Knowing the end goal is important. When we design, we think of complete automation as the ultimate marker of ease and efficiency. No company is yet at a stage where they can automate everything; so we don’t design for full automation. Put simply, it’s just not useful yet. Software is only really useful to people in the real world, right now, and not people who might exist in a shaky future.
So we take a step back. From knowing what perfect automated processes should feel and look like, we think about how these processes work when humans are added in. And we keep working backwards until we get to the point which people are currently working from. Know what the ultimate goal is; know which steps need to be taken in order to get there.
A rational approach to software design
Any improvements in efficiency need to make sense. When you think about the whole fulfilment process - from a sales order coming in to the point that the order is picked up by a carrier - you need to think about how each small change is going to benefit the whole. Because if it’s going to make no difference...then, ultimately, what’s the point?
It’s like when you take a flight. You could choose to use a meet-and-greet service, instead of parking further away from the airport. You could choose to fasttrack the security queue inside. You could choose speedy boarding. You could choose a seat that’s right next to the door. But if you’re stuck at baggage claim and all of the people who didn’t choose to speed up each element of the journey get their bags before you, then all of those improvements are ultimately null and void. Useless. They feel good in isolation, but there’s no greater purpose.
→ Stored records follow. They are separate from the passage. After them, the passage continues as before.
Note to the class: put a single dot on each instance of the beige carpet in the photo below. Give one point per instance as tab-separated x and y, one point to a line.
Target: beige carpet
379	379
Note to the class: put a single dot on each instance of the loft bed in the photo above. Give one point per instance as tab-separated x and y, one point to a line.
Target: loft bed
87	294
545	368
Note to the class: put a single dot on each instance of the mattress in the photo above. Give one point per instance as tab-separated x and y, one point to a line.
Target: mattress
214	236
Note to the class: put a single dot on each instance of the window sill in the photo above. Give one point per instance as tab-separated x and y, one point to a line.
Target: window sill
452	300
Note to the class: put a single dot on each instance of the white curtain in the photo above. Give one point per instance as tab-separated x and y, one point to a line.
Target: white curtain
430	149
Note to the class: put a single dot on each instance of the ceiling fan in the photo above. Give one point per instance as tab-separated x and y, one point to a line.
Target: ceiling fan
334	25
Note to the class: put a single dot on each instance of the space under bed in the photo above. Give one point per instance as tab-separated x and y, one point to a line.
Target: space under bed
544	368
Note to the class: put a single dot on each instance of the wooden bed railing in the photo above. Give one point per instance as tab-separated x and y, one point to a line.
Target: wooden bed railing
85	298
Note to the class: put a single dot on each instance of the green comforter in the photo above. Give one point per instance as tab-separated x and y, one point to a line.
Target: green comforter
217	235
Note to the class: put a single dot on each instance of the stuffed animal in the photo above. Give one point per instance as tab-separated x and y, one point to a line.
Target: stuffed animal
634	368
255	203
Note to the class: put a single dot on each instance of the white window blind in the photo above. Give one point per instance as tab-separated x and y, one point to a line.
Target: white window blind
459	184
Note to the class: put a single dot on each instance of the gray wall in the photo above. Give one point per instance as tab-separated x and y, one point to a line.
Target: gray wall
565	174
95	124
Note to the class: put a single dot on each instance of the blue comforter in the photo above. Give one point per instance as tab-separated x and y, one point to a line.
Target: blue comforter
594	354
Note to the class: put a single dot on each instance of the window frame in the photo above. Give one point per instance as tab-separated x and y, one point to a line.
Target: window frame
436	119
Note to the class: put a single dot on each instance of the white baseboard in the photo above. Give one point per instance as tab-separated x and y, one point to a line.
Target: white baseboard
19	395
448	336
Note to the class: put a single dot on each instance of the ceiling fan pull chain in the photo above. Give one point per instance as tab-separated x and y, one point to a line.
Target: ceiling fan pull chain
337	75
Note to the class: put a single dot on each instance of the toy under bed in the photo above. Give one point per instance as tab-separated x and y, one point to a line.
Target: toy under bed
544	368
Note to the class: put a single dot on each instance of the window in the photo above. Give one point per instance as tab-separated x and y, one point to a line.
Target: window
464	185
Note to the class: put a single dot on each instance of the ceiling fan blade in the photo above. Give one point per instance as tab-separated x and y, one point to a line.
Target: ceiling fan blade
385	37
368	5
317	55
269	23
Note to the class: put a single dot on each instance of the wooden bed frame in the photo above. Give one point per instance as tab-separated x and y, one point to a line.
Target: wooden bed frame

Don't rush; focus on what's actually useful
So when we look at designing software, we focus in on improving elements that will benefit the whole. We look at which points in the fulfilment process should be sped up, and which should be left alone for the time being. It’s possible to move too quickly. It’s possible to introduce incredibly flashy upgrades that look good on paper, but offer little use. It’s possible to end up being useless.
Focusing on being useful in the real, living, working world is far more important. What we typically try to do is to balance improvements to efficiency across all of the different processes within the warehouse. That way, we aim to create a constant flow of improvements that encourages a gradual move towards an end goal without harming the reliability of your resources. We strive for the linearity of flow, for useful improvements.
Knowing where you want to be is great. But remember; it’s always going to be a journey. It’s working out how you’re realistically going to get there that’s the most important thing.